Final Plastic Separator

As described above, plastic (and any additional fluff) passes through the second outlet of each separator unit. In one aspect and as illustrated in FIGS. 2 and 6A, at the final primary separator unit 110 the plastic (and any remaining fluff) may be conveyed through an optional recycle path back to the inlet of the first primary separator unit for further processing and refinement. Optionally, in another aspect, after the final primary separator unit, the plastic (and any remaining fluff) may be conveyed to a final separator 120. In one aspect, the final separator comprises a container with a curved screen or mesh on a rear portion. In use, a vacuum source (such as air being drawn from the final separator via the condenser) pulls air and any remaining fluff through the curved screen.
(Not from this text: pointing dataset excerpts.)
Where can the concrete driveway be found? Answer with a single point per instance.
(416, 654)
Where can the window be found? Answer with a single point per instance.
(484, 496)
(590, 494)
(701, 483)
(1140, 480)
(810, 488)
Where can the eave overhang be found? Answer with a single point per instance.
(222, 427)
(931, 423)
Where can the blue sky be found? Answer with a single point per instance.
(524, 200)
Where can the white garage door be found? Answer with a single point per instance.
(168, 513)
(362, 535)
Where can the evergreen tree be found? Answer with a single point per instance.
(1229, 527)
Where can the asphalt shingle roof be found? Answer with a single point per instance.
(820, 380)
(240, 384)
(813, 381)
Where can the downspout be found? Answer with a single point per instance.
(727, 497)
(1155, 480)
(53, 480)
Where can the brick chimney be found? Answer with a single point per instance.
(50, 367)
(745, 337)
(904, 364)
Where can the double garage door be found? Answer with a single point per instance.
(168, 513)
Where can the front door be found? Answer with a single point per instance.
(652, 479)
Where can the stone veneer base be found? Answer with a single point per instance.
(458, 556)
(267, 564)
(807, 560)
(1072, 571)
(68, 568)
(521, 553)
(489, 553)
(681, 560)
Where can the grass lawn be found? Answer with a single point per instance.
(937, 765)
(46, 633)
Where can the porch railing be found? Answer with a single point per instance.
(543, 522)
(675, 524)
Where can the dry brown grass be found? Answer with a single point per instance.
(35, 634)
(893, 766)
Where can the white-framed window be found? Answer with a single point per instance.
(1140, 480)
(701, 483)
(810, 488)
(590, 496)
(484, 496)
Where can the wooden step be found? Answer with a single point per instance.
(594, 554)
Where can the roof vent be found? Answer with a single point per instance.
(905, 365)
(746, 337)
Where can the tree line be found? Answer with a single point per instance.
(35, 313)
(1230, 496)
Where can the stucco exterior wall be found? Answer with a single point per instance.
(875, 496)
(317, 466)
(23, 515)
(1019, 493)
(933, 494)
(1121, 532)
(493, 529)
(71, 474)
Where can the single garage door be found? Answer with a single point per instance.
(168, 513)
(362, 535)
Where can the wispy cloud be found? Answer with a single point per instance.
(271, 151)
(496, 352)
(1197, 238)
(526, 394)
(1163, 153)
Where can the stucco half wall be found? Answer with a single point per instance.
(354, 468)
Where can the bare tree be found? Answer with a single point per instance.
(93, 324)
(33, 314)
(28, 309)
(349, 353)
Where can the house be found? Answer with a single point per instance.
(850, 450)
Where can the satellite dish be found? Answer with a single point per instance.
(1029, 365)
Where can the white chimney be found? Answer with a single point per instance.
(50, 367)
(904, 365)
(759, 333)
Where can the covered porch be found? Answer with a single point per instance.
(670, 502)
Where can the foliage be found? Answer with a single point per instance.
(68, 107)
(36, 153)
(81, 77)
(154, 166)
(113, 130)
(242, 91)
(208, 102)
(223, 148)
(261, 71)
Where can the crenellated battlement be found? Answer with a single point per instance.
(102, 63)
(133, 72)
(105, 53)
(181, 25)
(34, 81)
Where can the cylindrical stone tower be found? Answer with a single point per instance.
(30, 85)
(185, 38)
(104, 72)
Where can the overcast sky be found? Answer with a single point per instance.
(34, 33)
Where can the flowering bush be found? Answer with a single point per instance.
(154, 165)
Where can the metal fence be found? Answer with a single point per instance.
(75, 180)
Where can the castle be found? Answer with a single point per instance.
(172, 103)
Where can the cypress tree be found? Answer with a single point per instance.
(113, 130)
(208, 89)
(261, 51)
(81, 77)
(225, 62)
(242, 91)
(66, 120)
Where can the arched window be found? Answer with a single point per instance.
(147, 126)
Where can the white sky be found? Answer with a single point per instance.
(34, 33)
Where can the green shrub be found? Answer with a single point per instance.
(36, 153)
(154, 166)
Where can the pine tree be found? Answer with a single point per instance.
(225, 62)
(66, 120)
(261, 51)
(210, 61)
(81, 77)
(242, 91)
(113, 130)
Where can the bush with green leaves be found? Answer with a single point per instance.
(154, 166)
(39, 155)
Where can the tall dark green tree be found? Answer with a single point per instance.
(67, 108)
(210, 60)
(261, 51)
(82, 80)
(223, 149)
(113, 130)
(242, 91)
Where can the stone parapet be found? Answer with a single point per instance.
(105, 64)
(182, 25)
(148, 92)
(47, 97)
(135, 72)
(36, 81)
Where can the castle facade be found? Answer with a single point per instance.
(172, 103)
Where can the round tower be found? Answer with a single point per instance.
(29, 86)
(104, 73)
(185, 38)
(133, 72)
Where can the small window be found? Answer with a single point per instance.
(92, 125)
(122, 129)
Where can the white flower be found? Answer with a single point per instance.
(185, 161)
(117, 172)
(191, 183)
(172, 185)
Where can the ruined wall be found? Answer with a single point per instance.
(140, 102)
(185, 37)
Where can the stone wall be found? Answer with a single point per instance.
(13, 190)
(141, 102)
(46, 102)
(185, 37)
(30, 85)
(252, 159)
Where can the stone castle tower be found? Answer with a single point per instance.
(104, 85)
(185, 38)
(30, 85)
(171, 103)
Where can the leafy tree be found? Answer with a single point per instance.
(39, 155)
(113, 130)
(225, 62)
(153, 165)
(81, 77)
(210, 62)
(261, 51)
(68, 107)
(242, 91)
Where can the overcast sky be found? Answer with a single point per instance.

As can be seen in FIG. 2, a fan may be used to drive the remaining fluff to the condenser 130. The separated plastic is then wiped off of, or otherwise removed from (such as by using a rotor blade), the screen and is metered to the plastic baler 122.

Plastic Baler

In various aspects, plastic passes from the second outlet of the final separator unit of the series of primary separator units 110 to a desired or selected plastic baler 122. Optionally, the plastic passes through a final separator 120 for additional fluff/plastic separation, and is thereafter passed to the plastic baler. In one aspect, a mini-baler may be used for creating mini-bales that are used in the production of reusable plastic pellets, as described in U.S. patent application Ser. No. 11/466,040 entitled “System and Method for Recycling Using Waste Stream Products”, filed Aug. 21, 2006, which is incorporated in its entirety herein by reference. A suitable mini-baler is the HRB-14N 40 HP mini-baler available from Harris Waste Management Group, Inc. (Peachtree City, Ga.).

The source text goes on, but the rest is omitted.